Konrad Haas: a forgotten genius ahead of his time (6 photos)
1961. A Bucharest professor lazily flips through yellowed pages in the archives of Sibiu, Romania — and suddenly freezes.
He has a manuscript in front of him that is more than four centuries old: hundreds of drawings, calculations, and detailed descriptions of… rockets. Multistage, with delta-shaped stabilizers and bell-shaped nozzles — as if torn out of 20th-century textbooks. But no — this document was created in the middle of the 16th century, when space was not even dreamed of, and gunpowder artillery was just gaining strength.
The author of this amazing work is Konrad Haas, a military engineer whose ideas were four hundred years ahead of their time.
The Path of a Visionary Engineer
Konrad Haas was born in 1509 in Dornbach (now part of Vienna) to a family of Bavarian Germans. At the age of twenty, he went to Transylvania, served in the Habsburg army, and later came under the patronage of Stefan Batory himself, the future Grand Duke.
In 1551, Haas found himself in Hermannstadt (now Sibiu), where he headed the artillery barracks. It was here that he began work on his magnum opus, a manuscript that is now considered the first textbook on rocketry in Europe.
His work, entitled "How to Make a Very Good Rocket That Can Rise to Great Heights (into the Sky) on Its Own," is mind-boggling:
multistage rockets (long before NASA!);
delta-shaped stabilizers;
bell-shaped nozzles;
experiments with liquid fuel.
And all this in an era when most scientists still believed that the Sun revolved around the Earth.
Who Stole Haas's Ideas?
For a long time, it was believed that the first description of a multi-stage rocket belonged to the Polish artilleryman Kazimierz Siemienowicz, who published his treatise in 1650. But when Haas's manuscript was found in the 20th century, it became clear that many of Siemienowicz's illustrations were almost exact copies of 16th-century drawings.
Coincidence? Or plagiarism? Or maybe both engineers drew inspiration from an even more ancient source? The mystery remains unsolved.
The genius who hated war
Haas created weapons, but was a pacifist at heart. At the end of his book, he left amazing lines:
But my advice is more peace and less war, let the guns remain under the roof, the bullet will not be fired, the gunpowder will not be burned... So the prince will save his money, and the gunsmith - his life.
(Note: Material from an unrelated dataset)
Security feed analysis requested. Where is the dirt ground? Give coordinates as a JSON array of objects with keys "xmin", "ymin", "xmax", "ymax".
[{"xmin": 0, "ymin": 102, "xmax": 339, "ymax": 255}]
This is the advice given by Konrad Haas.
These words sound especially poignant today, centuries after his death.
A Legacy Lost in Time
Haas never saw his rockets in the sky – the technology of the 16th century could not make his dreams come true. But his ideas, like seeds, sprouted through the centuries. When the first multistage rocket took off from White Sands in the 1940s, no one suspected that its principles had been described four hundred years earlier – in the yellowed manuscript of a forgotten genius.